About a two hour drive West of the capital, towards the Sierra Leone border you find a quiet and peaceful beach called Robertsport. The second half of the drive was bumpy dirt roads leading down to a small village by the beach, where there were just a few bungalows and one restaurants, a true paradise known for having some of West Africas best waves for surfing.
Taxis run the whole way from the Douala district in Monrovia for just over 4 US dollars, but I was lucky enough to catch a ride with some American expats who were going there on a weekend escape.
Nanas Lodge had tents for rent and let me pitch my own tent for 5 dollars a night. I negotiated a surf board rent for 5 dollars a day and spent the mornings and afternoons, when the waves were at their peaks, surfing with a few local kids who used surfboards that had been left behind by travelers or simply simple home made wooden boards.

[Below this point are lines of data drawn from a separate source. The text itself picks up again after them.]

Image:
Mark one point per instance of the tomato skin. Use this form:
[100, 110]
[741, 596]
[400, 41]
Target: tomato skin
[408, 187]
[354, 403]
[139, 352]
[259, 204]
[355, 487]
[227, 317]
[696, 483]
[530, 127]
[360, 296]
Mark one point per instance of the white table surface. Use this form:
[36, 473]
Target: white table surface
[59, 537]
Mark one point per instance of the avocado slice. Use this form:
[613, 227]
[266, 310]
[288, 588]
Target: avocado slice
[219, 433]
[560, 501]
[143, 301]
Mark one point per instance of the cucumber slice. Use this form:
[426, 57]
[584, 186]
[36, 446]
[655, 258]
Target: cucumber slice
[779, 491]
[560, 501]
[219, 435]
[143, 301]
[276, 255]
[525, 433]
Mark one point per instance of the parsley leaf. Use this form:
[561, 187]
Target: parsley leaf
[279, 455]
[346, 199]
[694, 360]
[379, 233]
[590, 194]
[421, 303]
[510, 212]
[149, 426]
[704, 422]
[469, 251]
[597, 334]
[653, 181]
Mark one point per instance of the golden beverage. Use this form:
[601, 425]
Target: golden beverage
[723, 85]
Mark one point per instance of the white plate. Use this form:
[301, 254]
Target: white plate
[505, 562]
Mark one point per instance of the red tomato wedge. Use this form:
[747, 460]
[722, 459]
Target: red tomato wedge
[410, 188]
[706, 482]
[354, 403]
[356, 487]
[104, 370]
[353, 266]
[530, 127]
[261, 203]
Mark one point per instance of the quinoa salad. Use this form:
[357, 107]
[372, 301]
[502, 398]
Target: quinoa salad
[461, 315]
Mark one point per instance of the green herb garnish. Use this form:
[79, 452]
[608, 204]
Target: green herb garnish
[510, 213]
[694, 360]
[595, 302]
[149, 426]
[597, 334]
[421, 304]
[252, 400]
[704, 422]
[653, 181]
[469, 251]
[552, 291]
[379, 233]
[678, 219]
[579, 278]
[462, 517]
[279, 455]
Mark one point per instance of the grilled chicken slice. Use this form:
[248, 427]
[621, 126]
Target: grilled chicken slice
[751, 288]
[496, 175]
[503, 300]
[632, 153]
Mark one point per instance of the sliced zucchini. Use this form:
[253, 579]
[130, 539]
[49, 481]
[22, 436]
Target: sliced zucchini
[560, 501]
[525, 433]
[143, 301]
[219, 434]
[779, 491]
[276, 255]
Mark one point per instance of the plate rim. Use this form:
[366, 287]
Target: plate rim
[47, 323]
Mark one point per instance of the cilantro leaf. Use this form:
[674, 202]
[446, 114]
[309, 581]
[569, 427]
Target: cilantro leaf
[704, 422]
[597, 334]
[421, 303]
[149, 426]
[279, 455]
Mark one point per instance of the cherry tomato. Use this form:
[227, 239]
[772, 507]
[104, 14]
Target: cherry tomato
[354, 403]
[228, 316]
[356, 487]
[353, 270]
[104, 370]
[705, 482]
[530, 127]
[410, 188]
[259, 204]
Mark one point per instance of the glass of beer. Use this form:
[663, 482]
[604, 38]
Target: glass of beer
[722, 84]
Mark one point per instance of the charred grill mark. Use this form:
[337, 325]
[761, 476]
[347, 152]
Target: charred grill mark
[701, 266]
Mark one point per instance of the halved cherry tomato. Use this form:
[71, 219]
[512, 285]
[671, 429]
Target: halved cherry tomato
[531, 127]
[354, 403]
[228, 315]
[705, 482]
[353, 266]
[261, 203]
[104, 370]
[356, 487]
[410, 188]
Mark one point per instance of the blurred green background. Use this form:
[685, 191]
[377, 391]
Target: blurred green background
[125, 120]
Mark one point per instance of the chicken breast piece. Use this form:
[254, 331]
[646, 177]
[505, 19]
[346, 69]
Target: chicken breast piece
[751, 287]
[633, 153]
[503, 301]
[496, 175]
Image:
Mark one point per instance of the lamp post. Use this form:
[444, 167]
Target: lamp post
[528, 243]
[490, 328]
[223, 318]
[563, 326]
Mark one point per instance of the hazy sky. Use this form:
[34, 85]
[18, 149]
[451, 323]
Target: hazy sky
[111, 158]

There was a beach break called Fisherman’s which would be perfect for beginners with whitewater waves in shallow water, but I spent my time by the rocks next to the camp sites which was a fantastic left hand break.
In the evening we went over to another lodge which was being built by some good guys who made bonfires every evening. They told me that they would open their surf camp in November with a pool, cheap air conditioned sleeping pods and even a woodfired pizza oven which will turn Robertsport into a backpackers Mecca. I can’t wait to get back to this place to see what it is like when it is done!
It is hard to find any information other than scientific articles about the monkey island in Liberia. There is almost no information about people who have visited it, probably for the reason that it is in fact not a tourist site.
What it is: Monkey island is just a nickname for several islands about a 100km drive from Monrovia where chimpanzees from science labs were released out into the wild about twenty years ago. This was due to pressure from the growing number of people protesting on animal testing.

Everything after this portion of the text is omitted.